Wenceslau Gonçalves Neto***

 

A imprensa periódica é um instrumento de pesquisa que se apresenta como uma importante fonte de informação para a História da Educação, que deve, enquanto tal, submeter-se ao crivo de uma adequada crítica documental. (Bastos, Maria Helena Câmara; 1997).

 

            A intelectualidade do início do século XX refletiu sobre o Brasil, um conjunto de representações que criavam problemas, imaginavam soluções e mantinham diferentes sonhos e projetos de futuros. Cabe mencionar, que a analise das inúmeras interpretações exibidas, permite observar os parâmetros a partir dos quais essa intelectualidade organizava sua visão de mundo e a missão social e política que se atribuía.

            Percebe-se um novo sentido na busca por elementos fundantes da nação, pela construção de uma identidade específica, pelo esforço para compreender a natureza no contexto internacional e para investigar potencialidades a serem definidas no futuro. Assim, a elite intelectual apresentou-se investida da missão de revelar a verdadeira face da nação e de traçar as suas linhas de força.

            Na historiografia brasileira, a geração do fim do século XIX e início de XX, está particularmente associada às idéias de transformação, ruptura e modernidade. Esses eventos emblemáticos, que condensam múltiplos significados e sentidos, tornam-se marcos periodizadores da nossa história.

            Desse modo, a imprensa educacional, instrumento privilegiado para a construção do conhecimento, organizou-se em um guia prático do cotidiano escolar, permitindo ao pesquisador estudar o pensamento pedagógico de um setor ou grupo social, a partir do discurso veiculado e dos temas trabalhados, dentro e fora do universo escolar. A imprensa educacional afigura-se como fonte de estudo de jornais, revistas, magazines e apresenta a todos os historiadores que se interessam pelo estudo dos sistemas educativos, um instrumento de trabalho capaz de avaliar a política das organizações, as filiações ideológicas e as práticas educativas.

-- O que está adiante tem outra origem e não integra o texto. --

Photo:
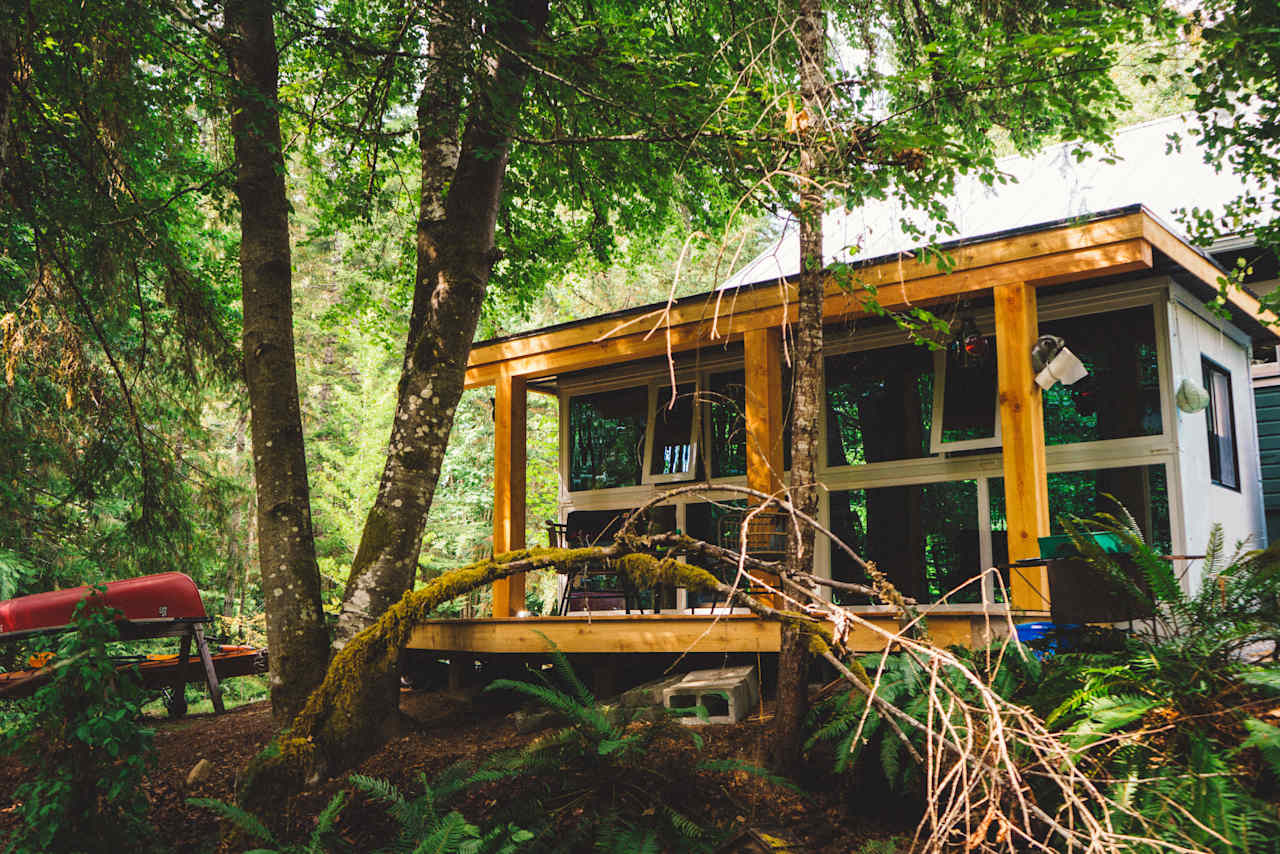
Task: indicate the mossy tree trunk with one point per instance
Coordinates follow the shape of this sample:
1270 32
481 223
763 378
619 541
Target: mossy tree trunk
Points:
807 378
461 193
291 579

            Foi tendo em mente esses pressupostos, que nos esforçamos em interpretar o discurso referente à educação em Uberlândia, procurando esclarecer as idéias educacionais propagadas pela imprensa local, durante as primeiras décadas desse século. A nosso ver o estudo da imprensa é inovador, podendo destacar-se por sua temática, como também pelas fontes de pesquisa a serem utilizadas.

 O objetivo desta pesquisa é refletir sobre a história da criação da Faculdade de Engenharia de Uberlândia, que surgiu de uma emenda feita pelo Deputado Federal Rondon Pacheco, no período do Governo de Juscelino Kubischek (31/01/56 a 31/0161). Tal emenda foi assinada meio às pressas e não assegurou os recursos financeiros ao funcionamento da faculdade , pois determinava a constituição de um quadro de pessoal permanente.

            Em decorrência dessa emenda e de outras providências, surgiu no dia 24 de Janeiro de 1961, através da lei nº3864-A, a criação das Escolas Agrícolas nos Estados de Minas Gerais e Mato Grosso e também uma Escola de Engenharia em Uberlândia. Nota-se, que esse projeto começou a ser debatido com maior intensidade entre os componentes da Sociedade de Engenheiros Civis, Químicos e Agrônomos de Uberlândia (SEQAU), que apoiaram incondicionalmente a idéia.

Rondon Pacheco apresentou outro projeto de lei que definisse os custos e os recursos orçamentários próprios à lei de criação. Desse modo, por ação parlamentar do então Deputado, surgiu no dia 05 de Dezembro de 1962, através da lei nº4.170, o funcionamento dos cursos na faculdade; como os cursos de Engenharia Industrial, modalidade Mecânica Química e o IPOI (Instituto de Pesquisa e Orientação Industrial).

A portaria do Ministério da Educação e Cultura (MEC), de 31 de Janeiro de 1964, exigiu a criação de uma comissão responsável pela implantação da Faculdade de Engenharia em Uberlândia, autorizando um prazo de noventa dias para a instalação definitiva da mesma. Tal comissão, era composta pelos professores Genésio de Melo Pereira, Galba Gouveia Porto, Vinícius Vasconcelos e José Pepe Júnior, cuja função designava a elaboração de um projeto de estatuto e regimento e, ainda, a organização do vestibular.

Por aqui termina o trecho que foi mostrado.